Consumer protection focus of Turnbull Government response to Murray Inquiry – October 2015
The Turnbull Government has announced key consumer protection measures in its response to the Murray Financial Services Inquiry.
In its first substantial policy move since the change in Liberal leadership, the Government accepted most of the report’s sweeping recommendations which covered the security and operations of the banking system, consumer protection, superannuation, financial planning, financial regulation, technological innovation in financial markets and capital markets.
Under the consumer protection measures the Government says it will legislate so that merchants will not be allowed to charge surcharges for using credit, debit or EFTPOS cards beyond the cost to the business of accepting payment by card. The Australian Competition and Consumer Commission (ACCC) will enforce the regulations to ensure consumers are treated fairly and not overcharged.
Its approach on this issue is likely to be politically popular but conflicts with a more deregulatory approach proposed by the Financial Services Inquiry
The government is also promising action to improve the standards of financial advice, an area that in recent years has been subject to extensive malpractice and controversy, amid deep concern especially from retirees.
However it rejected a key recommendation to stop Self-Managed Superannuation Funds from borrowing, particularly to fund property investment.
The Murray inquiry handed its report to the Abbott Government in December. It had been listed to be considered by the Abbott cabinet in its final meeting in September, which was cancelled because of Mr Turnbull’s leadership challenge.
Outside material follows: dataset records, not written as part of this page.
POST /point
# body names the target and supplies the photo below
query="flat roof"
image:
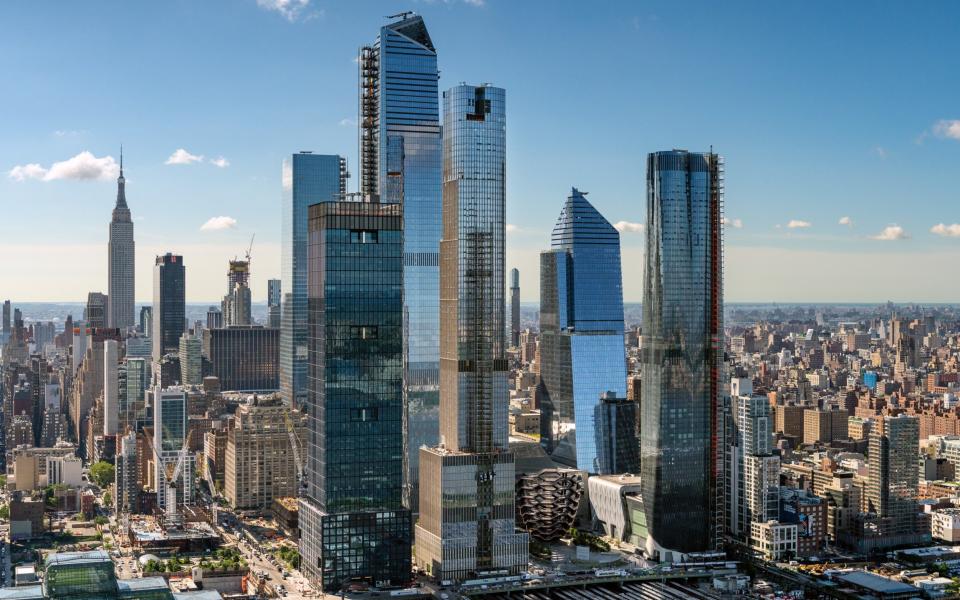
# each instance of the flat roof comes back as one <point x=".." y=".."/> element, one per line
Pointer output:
<point x="876" y="583"/>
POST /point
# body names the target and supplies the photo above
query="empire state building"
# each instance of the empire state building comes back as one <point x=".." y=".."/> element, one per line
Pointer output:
<point x="120" y="252"/>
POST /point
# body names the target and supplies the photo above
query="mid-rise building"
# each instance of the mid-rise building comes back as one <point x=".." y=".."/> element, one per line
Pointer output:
<point x="307" y="179"/>
<point x="259" y="461"/>
<point x="582" y="356"/>
<point x="169" y="304"/>
<point x="681" y="462"/>
<point x="466" y="522"/>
It was one of the areas where the Abbott Government was criticised for failing to adequately address difficult but important policy challenges.
Consumer protection measures which the Government announced were:
- Fees and surcharges: The government will phase in a ban on excessive card surcharging, and continue to watch developments to decide whether further action is needed.
- Financial Advice: The government will introduce laws to raise professional standards of advisors by mid-2016 and in 2019 consider whether more changes are needed.
The surcharge decision goes against the Financial System Inquiry's view that it would be too costly and impractical for a regulator to decide what each merchant's true payment costs are.
More than 5000 of the 6500 final submissions to the Murray inquiry were on surcharging. This was prompted by a Change.org campaign by Gold Coast businessman Klaus Bartosch. Visa and MasterCard have been pushing for bans on surcharging and a regulator to be given power to enforce limits for years.
To improve the financial advice industry, advisers will have to have a degree, pass an examination, undertake continuous professional development, subscribe to a code of ethics and undertake a professional year before they can advise clients. There will be some transitional arrangements as the tougher requirements are put in place. The Senate had thwarted some – but not all – attempts by the Abbott government to water down the Labor government’s more stringent for financial advisers.
On other areas:
- Capital requirements: The government has backed APRA's moves to increase bank risk weights to offset mortgage risks, and agreed to take an active an ongoing “role in monitoring developments” on this front.
- Risk management: The government will consult with the industry to “clarify and strengthen” regulatory powers to manage crises.
- Bank deposit tax: The government has backed the Murray inquiry's recommendation not to introduce a levy to fund the taxpayer guarantee of bank deposits.
- Define purpose of superannuation: The government will enshrine in law the “fundamental purpose” of the super system to create a “yardstick” against which competing proposals for change are held up to scrutiny.
- Default superannuation funds: The government will task the Productivity Commission to look at alternative ways of allocating default funds to savers, including a regular national competition among super providers.
- APRA and ASIC Funding: The government will consider calls to adopt a three-year funding model.
- Regulatory Review: The government will reconstitute the Financial Sector Advisory Council to report back on performance of regulators by end of 2015.
- Financial competition: The Productivity Commission will review the state of competition in the financial system by end of 2017, require regulators to use annual reports to explain how they have “balanced competition with other elements of their mandates”, and push for Asian Region Funds Passport legislation in the second half of 2016.
Using new technology in financial services
- Crowd-source funding: The government will consult with the community on crowd-sourced debt funding as well as legislation. (Announced in 2015 Budget)
- Financial data access: The government will task the Productivity Commission with improving access to data but will not mandate reporting into the comprehensive credit reporting regime.
- Retail bond market: The government will assess the need for further improvements that would support the retail corporate bond market.
Additional actions adopted by the Government not recommended by the Murray inquiry
- Develop laws in second half of 2015 to ensure participation in international derivatives markets.
- Develop laws to boost retail consumer protection for money held in derivatives.
- Amend the Corporations Act to amend the definition of a basic deposit product.